Failure to Provide Timely Medical Assessment and Intervention
Summary
The facility failed to ensure that a resident received care and services consistent with professional standards of practice, as outlined in the Wisconsin Nurse Practice Act. A resident experienced a significant change in condition, including weakness, abnormal lung sounds, a fever, cough, and shortness of breath. Despite these symptoms, the facility did not complete a comprehensive nursing assessment by a registered nurse, nor did they consult with a physician as the resident's condition continued to deteriorate. The resident, who was admitted with diagnoses including end-stage renal disease, congestive heart failure, and a left ankle fracture, showed signs of respiratory distress and cognitive decline. The last documented RN assessment occurred in the morning, and it was not until 12.5 hours later that a physician was consulted, which included interventions. Throughout the day, the resident's condition worsened, and the facility's failure to act promptly and appropriately resulted in the resident's death later that night. Interviews with staff revealed that there was a lack of communication and follow-up regarding the resident's deteriorating condition. The LPN on duty did not speak to a physician or have an RN assess the resident before their passing. Additionally, the facility's policy for notifying physicians and conducting assessments was not followed, contributing to the immediate jeopardy situation.
Removal Plan
- The Administrator, Chief Nursing Officer of the Hospital, and Facility Medical Director outlined the steps to contact a physician 24 hours a day, 7 days a week. A physician will be available to assess patients 24 hours a day. This process has been communicated to all Hospitalists, Hospital Nurse Practitioners, Hospital RN House Supervisors, Administrator, Administrator Assistant, Director of Nursing, Assistant Director of Nursing, and the President of Hospital Operations.
- All Nursing staff were contacted and educated to ensure an RN assessment is completed when a resident presents with a change of condition, deterioration in their condition, and/or an immediate MD/NP consultation is needed in order to alter treatment if necessary.
- The Hospital Chief Nursing Officer reeducated every RN Hospital House Supervisors to implement the following: Frequent rounding is required in the facility to check on staff and ensure patient safety. If anyone from the facility calls the Nursing Services Office and has questions, are worried about patient safety, or seems that they are unsure what to do they are to immediately go to the facility and assess the situation and assist with calling physicians as needed. When RN House Supervisors are here, they are in charge of the hospital and everyone in it including patients and staff.
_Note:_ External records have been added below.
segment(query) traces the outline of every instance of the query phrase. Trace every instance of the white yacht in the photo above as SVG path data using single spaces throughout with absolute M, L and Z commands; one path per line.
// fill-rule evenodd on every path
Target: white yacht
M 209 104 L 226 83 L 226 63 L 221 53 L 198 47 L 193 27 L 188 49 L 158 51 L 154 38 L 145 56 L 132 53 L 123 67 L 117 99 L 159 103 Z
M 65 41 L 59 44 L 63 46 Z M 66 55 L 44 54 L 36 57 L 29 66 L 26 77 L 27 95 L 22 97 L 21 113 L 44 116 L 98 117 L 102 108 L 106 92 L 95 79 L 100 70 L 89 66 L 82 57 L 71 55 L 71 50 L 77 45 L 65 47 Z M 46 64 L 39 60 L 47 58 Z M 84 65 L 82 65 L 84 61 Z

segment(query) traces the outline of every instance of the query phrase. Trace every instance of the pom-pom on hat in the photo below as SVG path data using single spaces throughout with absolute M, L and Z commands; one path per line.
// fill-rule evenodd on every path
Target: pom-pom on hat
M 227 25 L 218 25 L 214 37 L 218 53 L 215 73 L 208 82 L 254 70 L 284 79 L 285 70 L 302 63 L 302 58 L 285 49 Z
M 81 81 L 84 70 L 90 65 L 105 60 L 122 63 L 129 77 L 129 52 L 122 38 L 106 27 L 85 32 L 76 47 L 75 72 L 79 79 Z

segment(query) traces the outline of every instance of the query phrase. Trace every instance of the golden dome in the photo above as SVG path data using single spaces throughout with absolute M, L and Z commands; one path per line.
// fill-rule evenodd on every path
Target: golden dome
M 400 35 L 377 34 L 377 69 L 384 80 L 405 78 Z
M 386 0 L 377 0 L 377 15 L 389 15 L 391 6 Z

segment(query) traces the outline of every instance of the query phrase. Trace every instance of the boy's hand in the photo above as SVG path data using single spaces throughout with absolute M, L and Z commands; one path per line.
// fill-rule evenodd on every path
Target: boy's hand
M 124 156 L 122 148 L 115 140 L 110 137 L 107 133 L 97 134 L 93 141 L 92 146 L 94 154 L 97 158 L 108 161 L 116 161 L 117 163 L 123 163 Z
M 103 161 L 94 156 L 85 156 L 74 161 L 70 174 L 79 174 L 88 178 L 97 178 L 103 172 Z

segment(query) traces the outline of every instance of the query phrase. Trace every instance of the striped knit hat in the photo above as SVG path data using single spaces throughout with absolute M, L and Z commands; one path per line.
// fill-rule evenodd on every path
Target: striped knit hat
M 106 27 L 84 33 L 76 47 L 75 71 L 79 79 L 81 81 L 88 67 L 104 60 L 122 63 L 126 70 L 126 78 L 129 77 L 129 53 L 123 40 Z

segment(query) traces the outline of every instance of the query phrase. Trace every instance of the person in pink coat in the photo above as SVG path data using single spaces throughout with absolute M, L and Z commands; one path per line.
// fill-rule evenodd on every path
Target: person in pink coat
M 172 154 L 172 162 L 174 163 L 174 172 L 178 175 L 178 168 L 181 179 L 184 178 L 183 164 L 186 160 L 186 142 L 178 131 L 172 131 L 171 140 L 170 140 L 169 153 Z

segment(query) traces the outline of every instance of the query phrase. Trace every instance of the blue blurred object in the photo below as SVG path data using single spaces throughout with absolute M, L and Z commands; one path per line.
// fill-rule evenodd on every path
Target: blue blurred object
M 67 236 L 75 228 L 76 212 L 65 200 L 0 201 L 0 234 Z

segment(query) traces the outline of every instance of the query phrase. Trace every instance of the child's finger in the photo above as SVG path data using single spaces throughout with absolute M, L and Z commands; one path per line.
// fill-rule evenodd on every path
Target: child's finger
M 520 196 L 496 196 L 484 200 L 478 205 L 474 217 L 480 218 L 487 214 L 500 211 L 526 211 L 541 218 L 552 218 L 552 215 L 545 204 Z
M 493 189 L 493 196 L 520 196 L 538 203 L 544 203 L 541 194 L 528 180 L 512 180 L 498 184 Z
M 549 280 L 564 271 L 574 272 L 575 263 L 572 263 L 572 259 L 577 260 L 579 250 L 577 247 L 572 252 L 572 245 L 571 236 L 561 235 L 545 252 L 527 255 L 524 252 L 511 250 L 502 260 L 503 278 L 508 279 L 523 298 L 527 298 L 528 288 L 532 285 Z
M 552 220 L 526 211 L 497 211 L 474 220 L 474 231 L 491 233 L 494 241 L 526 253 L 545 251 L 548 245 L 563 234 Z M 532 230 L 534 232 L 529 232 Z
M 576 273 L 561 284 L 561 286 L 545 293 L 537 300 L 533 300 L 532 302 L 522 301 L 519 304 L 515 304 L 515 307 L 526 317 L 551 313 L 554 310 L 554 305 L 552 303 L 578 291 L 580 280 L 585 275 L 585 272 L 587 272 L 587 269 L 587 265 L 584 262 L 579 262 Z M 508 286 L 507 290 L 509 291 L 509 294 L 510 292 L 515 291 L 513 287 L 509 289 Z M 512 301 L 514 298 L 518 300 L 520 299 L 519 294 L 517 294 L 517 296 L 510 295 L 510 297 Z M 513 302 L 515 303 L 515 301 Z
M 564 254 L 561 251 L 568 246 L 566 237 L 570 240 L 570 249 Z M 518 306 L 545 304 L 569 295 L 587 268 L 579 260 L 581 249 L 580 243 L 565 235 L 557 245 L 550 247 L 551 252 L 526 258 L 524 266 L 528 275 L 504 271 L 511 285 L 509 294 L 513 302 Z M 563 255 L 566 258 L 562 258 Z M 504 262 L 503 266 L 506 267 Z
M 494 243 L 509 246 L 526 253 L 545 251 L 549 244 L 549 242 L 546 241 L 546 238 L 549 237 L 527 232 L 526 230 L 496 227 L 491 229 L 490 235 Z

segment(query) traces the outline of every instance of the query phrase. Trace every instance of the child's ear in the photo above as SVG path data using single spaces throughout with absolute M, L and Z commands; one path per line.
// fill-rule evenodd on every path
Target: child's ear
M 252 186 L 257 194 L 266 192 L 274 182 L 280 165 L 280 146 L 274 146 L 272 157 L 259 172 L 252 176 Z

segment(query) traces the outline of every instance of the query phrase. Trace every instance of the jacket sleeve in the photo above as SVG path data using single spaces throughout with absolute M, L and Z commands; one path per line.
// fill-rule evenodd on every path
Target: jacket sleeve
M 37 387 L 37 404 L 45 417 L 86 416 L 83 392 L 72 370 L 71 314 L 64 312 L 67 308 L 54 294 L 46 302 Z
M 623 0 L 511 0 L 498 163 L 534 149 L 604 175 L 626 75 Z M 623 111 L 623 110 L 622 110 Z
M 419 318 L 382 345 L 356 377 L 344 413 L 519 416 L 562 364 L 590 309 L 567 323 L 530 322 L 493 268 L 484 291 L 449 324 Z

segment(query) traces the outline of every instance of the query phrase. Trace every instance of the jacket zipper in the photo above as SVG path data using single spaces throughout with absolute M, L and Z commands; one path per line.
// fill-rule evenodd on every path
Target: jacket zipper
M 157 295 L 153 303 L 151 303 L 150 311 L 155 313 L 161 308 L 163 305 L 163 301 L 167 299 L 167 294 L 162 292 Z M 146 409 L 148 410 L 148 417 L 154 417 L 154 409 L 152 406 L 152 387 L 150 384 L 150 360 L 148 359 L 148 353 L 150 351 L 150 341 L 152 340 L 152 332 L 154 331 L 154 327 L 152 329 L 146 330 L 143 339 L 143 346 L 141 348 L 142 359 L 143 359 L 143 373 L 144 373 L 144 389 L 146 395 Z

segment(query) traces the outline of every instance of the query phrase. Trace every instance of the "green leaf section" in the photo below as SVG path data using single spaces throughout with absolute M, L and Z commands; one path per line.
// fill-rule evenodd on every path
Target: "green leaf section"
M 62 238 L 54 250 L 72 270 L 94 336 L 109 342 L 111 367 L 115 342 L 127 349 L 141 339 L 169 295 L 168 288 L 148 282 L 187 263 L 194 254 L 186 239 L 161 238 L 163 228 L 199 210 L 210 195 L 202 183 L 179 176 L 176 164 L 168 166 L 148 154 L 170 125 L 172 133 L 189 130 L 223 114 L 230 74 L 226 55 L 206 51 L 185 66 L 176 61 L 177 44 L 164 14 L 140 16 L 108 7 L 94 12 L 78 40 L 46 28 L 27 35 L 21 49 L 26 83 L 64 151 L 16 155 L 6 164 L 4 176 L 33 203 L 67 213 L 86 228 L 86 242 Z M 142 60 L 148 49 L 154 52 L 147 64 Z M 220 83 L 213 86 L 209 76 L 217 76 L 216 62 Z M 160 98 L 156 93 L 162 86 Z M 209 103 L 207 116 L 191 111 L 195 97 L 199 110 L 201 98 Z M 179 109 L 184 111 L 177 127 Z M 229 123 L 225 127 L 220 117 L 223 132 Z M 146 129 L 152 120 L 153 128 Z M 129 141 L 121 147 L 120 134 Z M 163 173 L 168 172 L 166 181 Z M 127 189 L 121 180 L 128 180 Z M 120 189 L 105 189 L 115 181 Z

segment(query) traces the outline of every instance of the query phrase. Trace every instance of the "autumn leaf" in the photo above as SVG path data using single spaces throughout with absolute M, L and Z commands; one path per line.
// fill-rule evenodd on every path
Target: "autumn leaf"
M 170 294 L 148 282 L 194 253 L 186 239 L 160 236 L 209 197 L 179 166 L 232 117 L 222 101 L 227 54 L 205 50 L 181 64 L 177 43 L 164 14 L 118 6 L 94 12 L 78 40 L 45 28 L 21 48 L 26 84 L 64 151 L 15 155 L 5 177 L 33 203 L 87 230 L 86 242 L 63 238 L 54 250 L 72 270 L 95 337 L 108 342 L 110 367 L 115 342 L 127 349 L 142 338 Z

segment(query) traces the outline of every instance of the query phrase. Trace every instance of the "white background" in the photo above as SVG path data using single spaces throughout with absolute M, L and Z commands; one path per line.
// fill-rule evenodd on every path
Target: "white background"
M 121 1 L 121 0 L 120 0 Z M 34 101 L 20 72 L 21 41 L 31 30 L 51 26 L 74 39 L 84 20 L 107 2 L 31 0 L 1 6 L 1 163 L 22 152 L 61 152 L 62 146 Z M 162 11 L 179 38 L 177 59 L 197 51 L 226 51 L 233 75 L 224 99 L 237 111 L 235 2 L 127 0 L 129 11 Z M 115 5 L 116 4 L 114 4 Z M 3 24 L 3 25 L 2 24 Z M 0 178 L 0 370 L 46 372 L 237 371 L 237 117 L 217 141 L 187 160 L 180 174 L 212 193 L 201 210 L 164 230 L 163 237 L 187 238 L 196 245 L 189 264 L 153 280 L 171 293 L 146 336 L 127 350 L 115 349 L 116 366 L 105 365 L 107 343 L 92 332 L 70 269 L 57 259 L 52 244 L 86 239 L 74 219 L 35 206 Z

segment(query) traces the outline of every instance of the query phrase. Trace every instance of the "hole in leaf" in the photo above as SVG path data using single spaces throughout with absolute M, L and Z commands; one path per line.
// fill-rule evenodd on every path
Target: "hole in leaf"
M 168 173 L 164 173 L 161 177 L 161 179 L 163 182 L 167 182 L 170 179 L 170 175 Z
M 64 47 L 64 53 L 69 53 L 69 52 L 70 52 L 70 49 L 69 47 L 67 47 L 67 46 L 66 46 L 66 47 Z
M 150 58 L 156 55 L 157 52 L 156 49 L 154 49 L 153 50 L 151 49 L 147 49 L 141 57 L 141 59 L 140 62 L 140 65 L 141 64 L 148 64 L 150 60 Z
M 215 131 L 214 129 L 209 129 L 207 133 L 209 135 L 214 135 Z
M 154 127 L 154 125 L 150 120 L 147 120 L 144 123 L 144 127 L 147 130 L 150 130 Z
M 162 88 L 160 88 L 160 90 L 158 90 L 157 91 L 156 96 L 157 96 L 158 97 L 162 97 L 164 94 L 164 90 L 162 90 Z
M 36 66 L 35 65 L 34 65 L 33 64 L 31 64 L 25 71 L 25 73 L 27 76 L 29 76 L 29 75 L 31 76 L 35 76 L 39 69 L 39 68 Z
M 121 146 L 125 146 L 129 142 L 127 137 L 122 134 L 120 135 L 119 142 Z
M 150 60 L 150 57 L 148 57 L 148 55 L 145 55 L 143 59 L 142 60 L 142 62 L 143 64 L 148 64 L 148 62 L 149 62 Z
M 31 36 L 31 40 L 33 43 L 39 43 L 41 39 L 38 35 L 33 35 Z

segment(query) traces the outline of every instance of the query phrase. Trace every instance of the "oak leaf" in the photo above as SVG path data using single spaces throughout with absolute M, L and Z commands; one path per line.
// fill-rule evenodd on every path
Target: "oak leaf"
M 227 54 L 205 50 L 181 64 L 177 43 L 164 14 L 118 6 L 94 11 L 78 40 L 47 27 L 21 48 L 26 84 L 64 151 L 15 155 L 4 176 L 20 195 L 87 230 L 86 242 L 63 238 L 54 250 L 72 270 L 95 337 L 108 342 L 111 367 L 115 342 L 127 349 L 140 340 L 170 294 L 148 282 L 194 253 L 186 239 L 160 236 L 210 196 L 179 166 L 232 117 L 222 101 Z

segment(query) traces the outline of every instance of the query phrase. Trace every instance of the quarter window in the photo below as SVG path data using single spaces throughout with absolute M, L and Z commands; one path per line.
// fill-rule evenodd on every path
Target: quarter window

- The Hospitalist Physician assigned to the orange phone will respond to all calls and the Hospitalist Physician assigned to the black phone will respond to all calls.
- The facility Protocol for Condition Changes was revised to include the following; If a significant change in the resident's physical or mental condition occurs, a head-to-toe assessment of the resident's condition will be conducted by the RN on duty or by the MD/NP on call. The Director of Nursing has educated all Nursing Staff to the revision.
- A SNF Change of Condition Notification Protocol was developed to outline the new process of notifying the Physician of any change in a patient's condition.
- The RN Hospital Shift Supervisors will provide frequent rounding at the facility on all shifts and check in with RN/LPN on shift.
- RN Hospital Shift Supervisors will provide assistance with any patient at the facility and will come to the unit if the facility Nursing needs immediate assistance.
- If an LPN is on duty when the DON and/or ADON are not on duty, the RN Hospital Shift Supervisor will be contacted to conduct and document an RN assessment of the patient if there has been a change of condition or if the patient needs immediate assistance.
- If the facility nurse is unable to reach a physician using the protocol below; the nurse will contact the RN Hospital Shift Supervisor.
- If the nurse is unable to reach a physician using the call tree outlined in this protocol, the nurse is to contact the RN Hospital Shift Supervisor back who will then contact the Hospital Chief Nursing Officer for support.
- RRTs and Code Blues called within the facility will follow the RRT or Code Blue protocols located in the Emergency Management Binder.
- A SNF Change of Condition Reporting Protocol was revised to include the following: Our facility shall promptly notify the resident, his or her attending physician, and representative of changes in the resident's condition and/or status.
- The Director of Nursing will audit all charts for any Change of Condition to ensure an RN, or MD/NP Assessment was completed.
- The Quality Assurance Performance Improvement Committee will review these audits to ensure compliance.
- If an occurrence with a change of condition is identified during audits, the Director of Nursing will meet with the Nurses to identify the Root Cause of the occurrence and put appropriate measures in place for that specific occurrence to ensure compliance.
- The Quality Assurance Performance Improvement Committee will meet to discuss the event and corrective measures to ensure compliance.
- The Facility Assessment has been updated to include RN Hospital Supervisors as a facility resource. The Facility Assessment has also been updated to reflect the training topic of Identification of patient/resident changes in condition, including how to identify medical issues appropriately, how to determine if symptoms represent problems in need of intervention, how to identify when medical interventions are causing rather than helping relieve suffering and improve quality of life.